I think that’s what makes restaurants so unique, is that you’ve got a workforce that’s returned to every single part of Texas, and is thriving because wages grew considerably. Benefits – we thought long and hard in the pandemic, and a lot of folks are now offering different healthcare benefits and options to really make that employee want to call that restaurant home for their career.

If you’re already employing something like 1.5 million Texans, I guess you’ve got to be concerned about how you’re going to keep this growth going. You’re going to need workers. How’s that working out so far? 

That’s a great question. You know, even in 2019, prior to the pandemic, there wasn’t enough workforce for the growth. We’re opening restaurants faster than any part of the country.

And so we are projecting right now just by 2030, less than six years from now, we’re going to need another 225,000 workers in restaurant and food service, which is why we’re really working with our high school program and just involving folks and really looking at all those people that may want to come build a career here.

Because in order to keep feeding Texans – and we know that we can see in the numbers, they love restaurants – we’ve got to have the workforce to support them.

What’s the biggest obstacle when it comes to the workforce right now?

For us it’s really back to stability. I think what we’re seeing is now people are returning and settling into whatever those habits are post-pandemic. And so many of them may have tried different things during the pandemic, started their own businesses…

I think what we’re seeing is that what’s drawing them back is the flexibility of the industry. So they can work a few hours, a lot of hours, be full-time. And so we’re seeing that.

But I also think we’re seeing people that are still trying to figure out “which direction am I headed in my life?”

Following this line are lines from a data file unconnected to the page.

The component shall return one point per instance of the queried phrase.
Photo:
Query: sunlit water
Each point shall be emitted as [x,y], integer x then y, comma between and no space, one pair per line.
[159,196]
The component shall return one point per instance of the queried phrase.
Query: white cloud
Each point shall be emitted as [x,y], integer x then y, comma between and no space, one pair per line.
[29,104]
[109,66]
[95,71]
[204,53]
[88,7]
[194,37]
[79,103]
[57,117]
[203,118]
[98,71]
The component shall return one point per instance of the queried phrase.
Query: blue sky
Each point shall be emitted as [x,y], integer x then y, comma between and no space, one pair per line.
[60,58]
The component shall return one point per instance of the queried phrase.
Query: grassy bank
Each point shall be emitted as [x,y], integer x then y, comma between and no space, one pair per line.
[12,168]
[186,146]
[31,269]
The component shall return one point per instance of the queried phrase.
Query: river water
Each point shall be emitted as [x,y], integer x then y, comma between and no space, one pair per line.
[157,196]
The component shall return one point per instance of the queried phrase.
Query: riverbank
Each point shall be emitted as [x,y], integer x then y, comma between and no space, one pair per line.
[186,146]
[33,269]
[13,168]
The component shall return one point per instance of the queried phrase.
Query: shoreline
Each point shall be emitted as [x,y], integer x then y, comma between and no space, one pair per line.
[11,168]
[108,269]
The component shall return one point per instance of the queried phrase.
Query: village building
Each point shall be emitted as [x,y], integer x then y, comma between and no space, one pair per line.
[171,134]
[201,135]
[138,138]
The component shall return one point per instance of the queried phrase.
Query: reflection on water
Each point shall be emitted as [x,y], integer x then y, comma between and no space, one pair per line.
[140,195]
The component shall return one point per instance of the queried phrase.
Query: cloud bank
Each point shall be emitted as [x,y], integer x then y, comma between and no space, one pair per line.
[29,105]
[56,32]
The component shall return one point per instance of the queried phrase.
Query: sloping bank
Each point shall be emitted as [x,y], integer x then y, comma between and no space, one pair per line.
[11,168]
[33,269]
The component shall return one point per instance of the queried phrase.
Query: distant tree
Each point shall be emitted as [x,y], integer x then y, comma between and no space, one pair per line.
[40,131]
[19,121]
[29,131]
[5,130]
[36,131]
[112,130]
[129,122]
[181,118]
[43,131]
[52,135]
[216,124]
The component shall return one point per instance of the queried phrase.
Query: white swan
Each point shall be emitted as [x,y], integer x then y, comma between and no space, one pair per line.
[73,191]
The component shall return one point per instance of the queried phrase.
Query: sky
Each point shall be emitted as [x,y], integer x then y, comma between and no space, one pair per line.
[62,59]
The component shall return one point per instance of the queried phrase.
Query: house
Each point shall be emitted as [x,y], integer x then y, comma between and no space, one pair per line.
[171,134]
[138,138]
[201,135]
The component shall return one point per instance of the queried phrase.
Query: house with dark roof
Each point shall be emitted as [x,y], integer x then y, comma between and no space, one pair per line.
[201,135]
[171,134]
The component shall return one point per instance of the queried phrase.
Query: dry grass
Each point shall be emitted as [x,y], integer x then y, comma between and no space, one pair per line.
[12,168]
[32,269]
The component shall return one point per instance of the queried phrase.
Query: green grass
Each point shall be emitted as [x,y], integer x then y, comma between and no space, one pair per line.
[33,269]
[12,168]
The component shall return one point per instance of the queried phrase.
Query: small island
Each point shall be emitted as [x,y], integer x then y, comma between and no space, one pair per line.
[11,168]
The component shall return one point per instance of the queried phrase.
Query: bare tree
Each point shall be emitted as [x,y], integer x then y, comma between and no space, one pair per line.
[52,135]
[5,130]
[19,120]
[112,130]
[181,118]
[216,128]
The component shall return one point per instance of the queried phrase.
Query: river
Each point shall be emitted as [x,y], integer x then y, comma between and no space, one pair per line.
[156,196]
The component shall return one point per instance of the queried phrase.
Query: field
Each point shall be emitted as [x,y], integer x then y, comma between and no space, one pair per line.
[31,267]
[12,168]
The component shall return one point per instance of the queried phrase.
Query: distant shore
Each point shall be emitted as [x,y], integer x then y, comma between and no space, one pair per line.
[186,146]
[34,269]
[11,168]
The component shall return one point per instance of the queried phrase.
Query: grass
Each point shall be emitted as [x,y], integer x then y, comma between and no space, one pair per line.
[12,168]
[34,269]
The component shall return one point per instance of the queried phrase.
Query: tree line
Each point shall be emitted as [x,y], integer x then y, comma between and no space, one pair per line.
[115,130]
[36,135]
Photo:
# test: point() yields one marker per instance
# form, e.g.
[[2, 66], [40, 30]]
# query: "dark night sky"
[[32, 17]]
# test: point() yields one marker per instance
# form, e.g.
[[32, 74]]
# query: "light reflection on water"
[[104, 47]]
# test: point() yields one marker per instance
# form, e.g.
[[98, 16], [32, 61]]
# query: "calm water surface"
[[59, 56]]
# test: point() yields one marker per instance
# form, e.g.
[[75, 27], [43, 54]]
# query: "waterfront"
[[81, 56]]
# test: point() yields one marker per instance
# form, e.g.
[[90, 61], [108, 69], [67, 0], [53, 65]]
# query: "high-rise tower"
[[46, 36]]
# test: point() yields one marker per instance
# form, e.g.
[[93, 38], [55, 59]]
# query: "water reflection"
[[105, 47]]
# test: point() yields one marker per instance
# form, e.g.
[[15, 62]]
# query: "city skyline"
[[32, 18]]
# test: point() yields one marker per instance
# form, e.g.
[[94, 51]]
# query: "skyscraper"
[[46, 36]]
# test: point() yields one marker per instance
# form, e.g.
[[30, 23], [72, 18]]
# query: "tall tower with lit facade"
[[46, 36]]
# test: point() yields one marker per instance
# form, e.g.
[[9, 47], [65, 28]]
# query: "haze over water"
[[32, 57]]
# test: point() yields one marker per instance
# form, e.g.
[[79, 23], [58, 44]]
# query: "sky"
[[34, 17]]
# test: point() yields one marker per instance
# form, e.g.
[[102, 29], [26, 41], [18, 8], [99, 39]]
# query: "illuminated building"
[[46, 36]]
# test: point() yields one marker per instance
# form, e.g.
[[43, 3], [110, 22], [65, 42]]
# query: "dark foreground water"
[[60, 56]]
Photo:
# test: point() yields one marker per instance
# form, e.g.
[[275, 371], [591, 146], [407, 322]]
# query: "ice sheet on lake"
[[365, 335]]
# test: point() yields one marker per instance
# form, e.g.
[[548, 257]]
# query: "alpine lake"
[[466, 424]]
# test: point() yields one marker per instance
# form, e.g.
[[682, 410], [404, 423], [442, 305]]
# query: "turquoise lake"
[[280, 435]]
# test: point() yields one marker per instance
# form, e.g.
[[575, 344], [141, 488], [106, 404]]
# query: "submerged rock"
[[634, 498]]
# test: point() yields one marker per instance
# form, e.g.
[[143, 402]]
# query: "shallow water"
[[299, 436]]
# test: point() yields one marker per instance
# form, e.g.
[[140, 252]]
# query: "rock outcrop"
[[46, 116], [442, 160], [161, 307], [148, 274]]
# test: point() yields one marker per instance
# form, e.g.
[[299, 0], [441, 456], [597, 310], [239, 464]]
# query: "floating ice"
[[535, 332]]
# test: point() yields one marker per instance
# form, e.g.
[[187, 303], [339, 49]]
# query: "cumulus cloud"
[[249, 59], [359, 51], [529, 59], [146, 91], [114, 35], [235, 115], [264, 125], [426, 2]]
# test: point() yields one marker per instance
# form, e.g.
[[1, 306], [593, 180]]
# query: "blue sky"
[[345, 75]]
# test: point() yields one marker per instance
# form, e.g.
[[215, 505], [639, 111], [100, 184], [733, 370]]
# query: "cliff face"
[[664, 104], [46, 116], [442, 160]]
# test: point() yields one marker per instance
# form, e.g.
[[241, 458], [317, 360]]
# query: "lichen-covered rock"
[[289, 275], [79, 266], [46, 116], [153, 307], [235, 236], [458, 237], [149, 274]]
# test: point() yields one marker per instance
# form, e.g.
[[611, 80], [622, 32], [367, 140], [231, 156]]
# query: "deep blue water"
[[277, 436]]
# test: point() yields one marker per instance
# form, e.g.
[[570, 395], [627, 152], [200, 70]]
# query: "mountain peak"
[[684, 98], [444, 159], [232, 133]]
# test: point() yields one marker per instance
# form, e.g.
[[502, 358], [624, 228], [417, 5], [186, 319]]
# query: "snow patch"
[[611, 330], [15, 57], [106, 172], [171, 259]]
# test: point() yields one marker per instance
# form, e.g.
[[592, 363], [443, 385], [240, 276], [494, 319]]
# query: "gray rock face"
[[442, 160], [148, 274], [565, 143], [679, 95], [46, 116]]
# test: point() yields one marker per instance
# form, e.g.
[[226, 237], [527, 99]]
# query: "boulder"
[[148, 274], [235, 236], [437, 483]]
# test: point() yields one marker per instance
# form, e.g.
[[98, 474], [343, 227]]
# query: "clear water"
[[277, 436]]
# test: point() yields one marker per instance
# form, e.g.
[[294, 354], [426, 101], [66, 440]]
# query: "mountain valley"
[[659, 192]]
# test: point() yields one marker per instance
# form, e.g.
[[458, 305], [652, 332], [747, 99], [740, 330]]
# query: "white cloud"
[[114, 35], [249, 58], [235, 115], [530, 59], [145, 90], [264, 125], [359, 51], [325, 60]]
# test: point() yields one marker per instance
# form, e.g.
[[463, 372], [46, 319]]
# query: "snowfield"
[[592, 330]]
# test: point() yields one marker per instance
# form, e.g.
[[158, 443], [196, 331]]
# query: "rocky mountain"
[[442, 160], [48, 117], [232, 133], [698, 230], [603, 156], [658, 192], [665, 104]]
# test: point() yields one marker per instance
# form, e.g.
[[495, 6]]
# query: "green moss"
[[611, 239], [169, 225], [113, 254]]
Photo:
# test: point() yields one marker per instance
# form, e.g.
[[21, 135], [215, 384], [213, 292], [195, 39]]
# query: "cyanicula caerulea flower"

You have a lot of nontraditional hours in this business, and I’m wondering how much childcare is an issue. I was talking with a reporter yesterday who said childcare could well become a priority in the next legislative session. And you look at the size of the restaurant and food service industry. Well, that makes you guys kind of a political power player.

 Yes. And we’re going to leverage that power.

We created the Employers for Childcare Task Force, and we have partnered and have a coalition, frankly, with Texas 2036, Texas Association of Business, and Early Matters and we feel that we have an opportunity in this next legislative session to come up with one set of policies that will create the infrastructure we need in this state to support working families. 

I think bringing all the advocates and the business community together to sort of come to the Legislature to say we can do better and hear ideas, not a one-year plan, a two-year plan.

Still, it’s going to take us a little while, but we’ve got to shore up childcare. In the state, in particular, for your point, it’s the nontraditional hours for us, and we know that we’re 53% women in this industry.